Is your PR approach too risky—or not risky enough?

Photo by Samuel Zeller on Unsplash

PR is essential to building market recognition, but it can be a double-edged sword. Whether your investment pays off or is just a payout sometimes rides on the thin edge of going out with a story too soon or too late, saying too much or too little, going for a big rollout or pitching news as usual.

Take this scenario:

You’re piloting a technology that could provide a substantial new revenue stream for your company while dramatically reducing the carbon footprint of buyer businesses. You’re sure it works, but you’d love to have more data. At the same time, you know others are working on the same problem, with similar solutions.

For most companies and their PR teams, it raises sticky questions about timing, story depth and campaign size.

Q1: Now or later?

Risk: There are risks with both choices. One, you announce your pilot now, and later testing doesn’t turn out exactly as you’d hoped. You end up looking like you can’t deliver and lose market and media trust. Two, you wait until your tech is unassailable—but meanwhile, a competitor grabs the spotlight with an approach that’s good enough, and when you release your more perfect solution it’s treated like an also-ran.

Confidence in the solution, market particularities, the company’s personality and other factors will determine whether now or later is the best time. There is no one right answer, but there are ways to mitigate risk in either situation.

Mitigation: If “act now” is the choice, a PR strategy can mitigate risk with seriously buttoned-up messaging: carefully qualified language, spokespeople who stick to the script, and uncertainties addressed in a direct (if high level) way. If “act later” is the choice, prepare for being second by building a case for being best: impressive case studies, third-party validation, airtight market analysis and buyer commitments lined up.

Q2: Tell a rich story or skim the surface?

Risk: Technology businesses, sustainability innovators and scrappy startups of all kinds often hesitate to provide the full details needed to support a story. In our scenario, you might fear that revealing too much will make the pilot seem too small (and therefore unimportant) or expose information competitors can use. Those are valid concerns, but so is saying too little. This risk is often overlooked, but in many cases it’s the bigger threat. If you don’t have much of a story to tell, you won’t get meaningful media coverage, and the door will be open for a competitor to grab the glory.

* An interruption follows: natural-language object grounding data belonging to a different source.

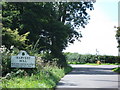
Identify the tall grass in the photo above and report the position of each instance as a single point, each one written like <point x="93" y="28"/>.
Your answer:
<point x="46" y="78"/>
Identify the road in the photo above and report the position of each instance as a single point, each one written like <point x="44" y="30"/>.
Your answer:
<point x="88" y="76"/>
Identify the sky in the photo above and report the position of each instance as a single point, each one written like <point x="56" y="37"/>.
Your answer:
<point x="100" y="32"/>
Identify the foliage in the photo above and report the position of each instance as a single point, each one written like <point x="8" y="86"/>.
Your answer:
<point x="46" y="78"/>
<point x="75" y="58"/>
<point x="118" y="36"/>
<point x="116" y="70"/>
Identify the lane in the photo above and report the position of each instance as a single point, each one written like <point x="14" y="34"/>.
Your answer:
<point x="88" y="76"/>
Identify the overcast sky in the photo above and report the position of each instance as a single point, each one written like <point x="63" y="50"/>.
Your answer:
<point x="100" y="32"/>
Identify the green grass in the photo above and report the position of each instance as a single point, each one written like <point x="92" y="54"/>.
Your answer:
<point x="46" y="78"/>
<point x="93" y="63"/>
<point x="116" y="70"/>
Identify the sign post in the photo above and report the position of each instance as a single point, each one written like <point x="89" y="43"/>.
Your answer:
<point x="23" y="60"/>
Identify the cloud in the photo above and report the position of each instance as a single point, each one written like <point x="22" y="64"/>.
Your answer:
<point x="98" y="34"/>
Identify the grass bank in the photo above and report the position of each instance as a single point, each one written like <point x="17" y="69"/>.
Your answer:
<point x="46" y="78"/>
<point x="93" y="63"/>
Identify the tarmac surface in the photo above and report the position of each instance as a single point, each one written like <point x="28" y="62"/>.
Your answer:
<point x="89" y="76"/>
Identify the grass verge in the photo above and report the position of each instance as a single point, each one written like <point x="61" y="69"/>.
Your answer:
<point x="46" y="78"/>
<point x="93" y="63"/>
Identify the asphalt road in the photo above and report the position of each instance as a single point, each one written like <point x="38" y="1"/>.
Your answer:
<point x="88" y="76"/>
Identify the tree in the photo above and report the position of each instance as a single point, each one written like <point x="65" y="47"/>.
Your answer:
<point x="54" y="23"/>
<point x="118" y="39"/>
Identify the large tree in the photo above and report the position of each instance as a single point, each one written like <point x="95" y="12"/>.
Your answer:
<point x="55" y="24"/>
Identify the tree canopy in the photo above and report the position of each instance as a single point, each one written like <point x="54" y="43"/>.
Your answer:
<point x="55" y="24"/>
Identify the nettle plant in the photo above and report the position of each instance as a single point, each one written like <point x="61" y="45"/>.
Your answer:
<point x="6" y="58"/>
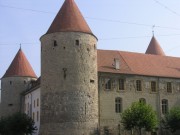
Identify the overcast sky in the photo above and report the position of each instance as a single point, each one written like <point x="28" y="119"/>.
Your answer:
<point x="124" y="25"/>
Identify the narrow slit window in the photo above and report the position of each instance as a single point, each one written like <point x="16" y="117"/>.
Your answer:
<point x="91" y="81"/>
<point x="77" y="42"/>
<point x="55" y="43"/>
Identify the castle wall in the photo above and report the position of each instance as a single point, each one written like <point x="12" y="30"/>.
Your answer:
<point x="110" y="119"/>
<point x="12" y="90"/>
<point x="69" y="94"/>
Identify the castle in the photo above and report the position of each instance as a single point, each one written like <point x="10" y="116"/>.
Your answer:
<point x="82" y="90"/>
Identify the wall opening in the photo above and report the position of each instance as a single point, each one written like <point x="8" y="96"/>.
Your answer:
<point x="91" y="81"/>
<point x="77" y="42"/>
<point x="55" y="43"/>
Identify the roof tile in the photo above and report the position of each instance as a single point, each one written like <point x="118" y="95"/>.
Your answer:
<point x="155" y="48"/>
<point x="69" y="18"/>
<point x="139" y="64"/>
<point x="20" y="67"/>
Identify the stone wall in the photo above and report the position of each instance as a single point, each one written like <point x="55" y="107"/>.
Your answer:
<point x="69" y="95"/>
<point x="11" y="93"/>
<point x="110" y="120"/>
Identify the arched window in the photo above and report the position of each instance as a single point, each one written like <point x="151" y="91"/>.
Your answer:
<point x="164" y="106"/>
<point x="118" y="105"/>
<point x="142" y="100"/>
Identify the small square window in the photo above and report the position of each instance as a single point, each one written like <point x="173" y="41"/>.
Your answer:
<point x="169" y="87"/>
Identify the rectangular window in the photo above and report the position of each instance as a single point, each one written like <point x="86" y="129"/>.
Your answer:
<point x="138" y="85"/>
<point x="37" y="116"/>
<point x="107" y="84"/>
<point x="121" y="84"/>
<point x="37" y="102"/>
<point x="77" y="42"/>
<point x="34" y="103"/>
<point x="164" y="106"/>
<point x="169" y="87"/>
<point x="33" y="116"/>
<point x="118" y="105"/>
<point x="153" y="86"/>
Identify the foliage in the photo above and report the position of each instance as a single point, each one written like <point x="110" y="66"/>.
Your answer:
<point x="138" y="116"/>
<point x="172" y="119"/>
<point x="17" y="124"/>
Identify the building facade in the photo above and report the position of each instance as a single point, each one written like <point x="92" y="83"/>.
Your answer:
<point x="82" y="90"/>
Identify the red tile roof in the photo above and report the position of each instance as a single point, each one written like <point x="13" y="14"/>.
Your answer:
<point x="20" y="67"/>
<point x="139" y="64"/>
<point x="154" y="48"/>
<point x="69" y="18"/>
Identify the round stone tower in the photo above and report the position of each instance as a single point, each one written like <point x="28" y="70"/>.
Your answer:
<point x="14" y="82"/>
<point x="69" y="91"/>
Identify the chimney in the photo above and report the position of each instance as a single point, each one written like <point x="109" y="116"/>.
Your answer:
<point x="116" y="63"/>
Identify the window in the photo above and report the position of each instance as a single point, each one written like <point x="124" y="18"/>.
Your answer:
<point x="37" y="116"/>
<point x="77" y="42"/>
<point x="164" y="106"/>
<point x="33" y="116"/>
<point x="138" y="85"/>
<point x="169" y="87"/>
<point x="108" y="84"/>
<point x="37" y="102"/>
<point x="142" y="100"/>
<point x="153" y="86"/>
<point x="55" y="43"/>
<point x="121" y="84"/>
<point x="118" y="105"/>
<point x="34" y="103"/>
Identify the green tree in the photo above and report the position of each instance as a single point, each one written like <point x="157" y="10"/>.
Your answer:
<point x="17" y="124"/>
<point x="138" y="116"/>
<point x="171" y="120"/>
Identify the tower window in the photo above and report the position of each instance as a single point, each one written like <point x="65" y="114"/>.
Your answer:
<point x="108" y="84"/>
<point x="25" y="82"/>
<point x="169" y="87"/>
<point x="37" y="116"/>
<point x="91" y="81"/>
<point x="164" y="106"/>
<point x="118" y="105"/>
<point x="138" y="85"/>
<point x="38" y="102"/>
<point x="33" y="116"/>
<point x="77" y="42"/>
<point x="121" y="84"/>
<point x="153" y="86"/>
<point x="142" y="100"/>
<point x="55" y="43"/>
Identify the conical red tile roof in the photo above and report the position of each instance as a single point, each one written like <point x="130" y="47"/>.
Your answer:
<point x="20" y="67"/>
<point x="155" y="48"/>
<point x="69" y="18"/>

Mitigation: Consider your fears logically. Think of the worst-case scenario and how likely it is. Can you risk it? Can disadvantages be recast as advantages? Is there an ambitious claim you can make—and support? If your answers are no, no and no, you’re better off not even trying to tell this story now. Resolve to act later and prepare for best-in-class positioning.

Q3: Make a big PR splash or dip in a toe?

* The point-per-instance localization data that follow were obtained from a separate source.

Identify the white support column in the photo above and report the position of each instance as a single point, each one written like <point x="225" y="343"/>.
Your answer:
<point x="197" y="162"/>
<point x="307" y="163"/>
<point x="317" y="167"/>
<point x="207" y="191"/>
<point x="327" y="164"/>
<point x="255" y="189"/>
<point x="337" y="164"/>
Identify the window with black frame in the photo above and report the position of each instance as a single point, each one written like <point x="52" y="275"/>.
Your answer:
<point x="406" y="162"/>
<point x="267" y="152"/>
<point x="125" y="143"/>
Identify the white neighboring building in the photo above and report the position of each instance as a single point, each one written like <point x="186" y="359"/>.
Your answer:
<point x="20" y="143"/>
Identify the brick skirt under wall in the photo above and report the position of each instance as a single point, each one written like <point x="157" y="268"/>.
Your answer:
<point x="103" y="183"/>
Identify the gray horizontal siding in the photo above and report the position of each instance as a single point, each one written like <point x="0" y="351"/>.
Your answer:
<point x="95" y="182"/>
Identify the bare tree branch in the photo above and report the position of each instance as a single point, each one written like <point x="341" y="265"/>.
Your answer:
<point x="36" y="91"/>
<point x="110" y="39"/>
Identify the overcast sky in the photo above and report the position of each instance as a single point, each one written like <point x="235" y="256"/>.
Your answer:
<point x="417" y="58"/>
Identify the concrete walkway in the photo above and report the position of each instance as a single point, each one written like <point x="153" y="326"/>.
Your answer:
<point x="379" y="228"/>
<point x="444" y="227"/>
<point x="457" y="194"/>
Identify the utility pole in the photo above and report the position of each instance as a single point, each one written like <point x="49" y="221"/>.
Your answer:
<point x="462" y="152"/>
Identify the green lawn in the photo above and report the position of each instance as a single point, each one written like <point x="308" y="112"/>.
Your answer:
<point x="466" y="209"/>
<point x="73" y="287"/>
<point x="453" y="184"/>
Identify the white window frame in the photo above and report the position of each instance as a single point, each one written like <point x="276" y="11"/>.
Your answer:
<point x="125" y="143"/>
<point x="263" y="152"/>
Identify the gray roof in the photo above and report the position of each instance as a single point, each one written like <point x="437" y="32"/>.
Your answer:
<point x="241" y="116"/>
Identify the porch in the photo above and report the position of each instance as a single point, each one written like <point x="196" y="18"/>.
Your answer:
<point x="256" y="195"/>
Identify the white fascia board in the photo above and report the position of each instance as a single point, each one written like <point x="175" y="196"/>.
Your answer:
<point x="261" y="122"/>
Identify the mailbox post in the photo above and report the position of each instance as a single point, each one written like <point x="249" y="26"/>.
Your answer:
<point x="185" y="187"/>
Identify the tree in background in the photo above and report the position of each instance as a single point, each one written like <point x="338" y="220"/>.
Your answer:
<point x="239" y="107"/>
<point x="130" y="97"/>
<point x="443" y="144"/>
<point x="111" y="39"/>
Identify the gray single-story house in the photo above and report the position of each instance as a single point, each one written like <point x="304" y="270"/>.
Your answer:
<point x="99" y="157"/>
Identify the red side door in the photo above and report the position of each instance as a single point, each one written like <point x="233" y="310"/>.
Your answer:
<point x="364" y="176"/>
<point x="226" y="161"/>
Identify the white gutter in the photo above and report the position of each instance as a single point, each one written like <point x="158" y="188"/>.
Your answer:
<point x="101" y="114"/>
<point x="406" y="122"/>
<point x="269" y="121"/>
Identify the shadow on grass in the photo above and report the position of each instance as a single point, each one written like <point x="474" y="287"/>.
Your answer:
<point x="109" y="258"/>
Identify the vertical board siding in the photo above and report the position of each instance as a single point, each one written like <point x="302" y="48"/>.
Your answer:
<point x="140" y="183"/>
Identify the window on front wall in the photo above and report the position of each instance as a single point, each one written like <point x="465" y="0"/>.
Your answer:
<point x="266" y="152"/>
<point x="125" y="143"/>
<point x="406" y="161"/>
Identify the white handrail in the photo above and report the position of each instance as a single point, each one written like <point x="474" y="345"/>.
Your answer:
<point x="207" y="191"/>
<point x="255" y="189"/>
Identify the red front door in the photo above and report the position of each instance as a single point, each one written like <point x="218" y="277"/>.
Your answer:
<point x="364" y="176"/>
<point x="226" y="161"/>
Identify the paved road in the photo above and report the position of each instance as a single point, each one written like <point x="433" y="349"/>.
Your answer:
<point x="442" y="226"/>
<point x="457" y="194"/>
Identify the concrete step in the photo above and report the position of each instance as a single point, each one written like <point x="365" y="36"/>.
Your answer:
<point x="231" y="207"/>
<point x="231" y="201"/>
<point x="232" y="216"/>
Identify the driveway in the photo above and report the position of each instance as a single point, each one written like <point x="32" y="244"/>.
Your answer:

Risk: Even if you’re ready and confident, there’s one more risk calculation in our scenario: how much to invest in the PR campaign. A minimalist approach is likely to produce minimalist results. A big investment will open up more opportunities, but there’s no guarantee of an equally big success.

Mitigation: If you opt for a big splash, approach it as you would a casino game: don’t put more on the table than you can afford to lose with (relatively) good humor. Make sure you have a well-developed, appropriate strategy and execute it fully. Also reserve some budget for a follow-on campaign that can build on your successes and give you an extra boost.

In any PR scenario, consider risks from all the angles: hard costs vs. opportunity costs, worst case vs. best case, real vs. imagined. Then you’ll have the perspective to limit downsides, tell your best story and set yourself up for optimal results.